The Proud Rebel.I know from all too personal experience that creating a new cocktail is a lot easier than crafting a compelling film story. Yet, they’re not entirely dissimilar in that sometimes you need one final ingredient to bring everything together…even if that final ingredient is a bit of a cliche. Yes, just as the too-little known 1958 western/family drama “The Proud Rebel” kind of needed the slightly contrived gunfight that ends it to bring everything together for a satisfying conclusion, the cocktail it inspired in me never really became something to be proud of until I came up with the idea of topping the thing off with soda water. 0 points for originality, but I’d rather win ugly than not win at all.

I like my drink quite a bit but I like the recently restored and sincerely entertaining film I was lucky to see at this year’s TCM Fest even more. As a pretty obvious follow-up to 1953’s “Shane,” also starring Alan Ladd, “The Proud Rebel” doesn’t get a huge number of points as groundbreaking cinema but it’s big traditionalist heart more than makes for up for it.No disrespect to the great George Stevens, who I actually think is a better director than “Proud Rebel” helmer Michael Curtiz in many respects, but in this case I prefer the quasi-knock-off to the original.

The kicker here is that, instead of chatty Brandon de Wilde as the surrogate son of ex-gunfighter Shane, we have Mr. Ladd’s real-life son, David, forced to act almost entirely without words as the progeny of a former confederate soldier struck mute by the wartime death of his mother. The 10 year-old, who would eventually become a major Hollywood player as an executive and producer, performs brilliantly not only with his legendary dad, but the film’s equally formidable leading lady, Olivia de Haviland (“The Adventures of Robin Hood” and “Gone with the Wind,” just for starters).

Oh, and there’s also a dog, played by two very convincing and charismatic canine performers (billed collectively as “King.”) And, yeah, I got choked up a couple of times. What’s it’s to you?

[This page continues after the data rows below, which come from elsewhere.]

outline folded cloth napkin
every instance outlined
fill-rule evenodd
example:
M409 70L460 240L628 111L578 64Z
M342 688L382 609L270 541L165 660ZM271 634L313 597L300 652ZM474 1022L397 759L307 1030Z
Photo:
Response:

Sure, the movie has a somewhat disturbing undercurrent, as did many postbellum westerns, given that we’re told Alan Ladd character was once wealthy prior to the war and we all know what wealthy Southerners routinely did that, er, kinda sorta started the Civil War. Still, the drive of a father to help his son live a full life and the love of a boy for his dog pretty much transcends everything in a movie like this.

As for the drink, and yeah, there really is a drink buried in here, it’s kind of an Old Fashioned striking out out its own. This beverage lives up to it’s name. It does not back down and it takes care of what’s important.

The Proud Rebel

1 1/2 ounces Laird’s Applejack
1/2 ounce Knob Creek Single Barrel Reserve
1 teaspoon Southern Comfort
1 teaspoon maple syrup
1-2 ounces soda water
2 apple slices
1 dash aromatic bitters

Muddle an apple slice in a shaker, it might take a little bit of effort, but the more juice you get out of it, the better. Next, add all of the liquid ingredients, except for the carbonated water, together with plenty of ice. Shake vigorously, and strain — just once, no need for any highfalutin’ double straining — into a rocks glass with ice. Then, add your second apple slice as a garnish and top off with soda water, stirring gently. Toast the basic yet crucial ties that can, in a really good story, make themes as potentially bland as family ties and simple human decency enormously compelling.

****

I decided that applejack should make a return after being prominently featured in last week’s selection because, as I said last week, this might just be the most American of all base spirits…though many would certainly argue that rye or bourbon whiskey should have that honor. Splitting the difference, I’ve once again combined the two, this time spicing up my relatively mild blended 80 proof Laird’s with the 120 proof Knob Creek Single Barrel Reserve, which I happened to have on hand because of the kindly gods of PR who send me free stuff.

As I said above, adding the maple syrup, Southern Comfort, and crushed apple slice, made for an okay modification of an Old Fashioned…but just okay. It really needed an ounce or so of carbonated water to push the thing over the top. And it fits the movie, too. Because Alan Ladd’s character really is a proud guy, too proud at times. And fizzy water is proud, too? Right? Well, it’s fizzy.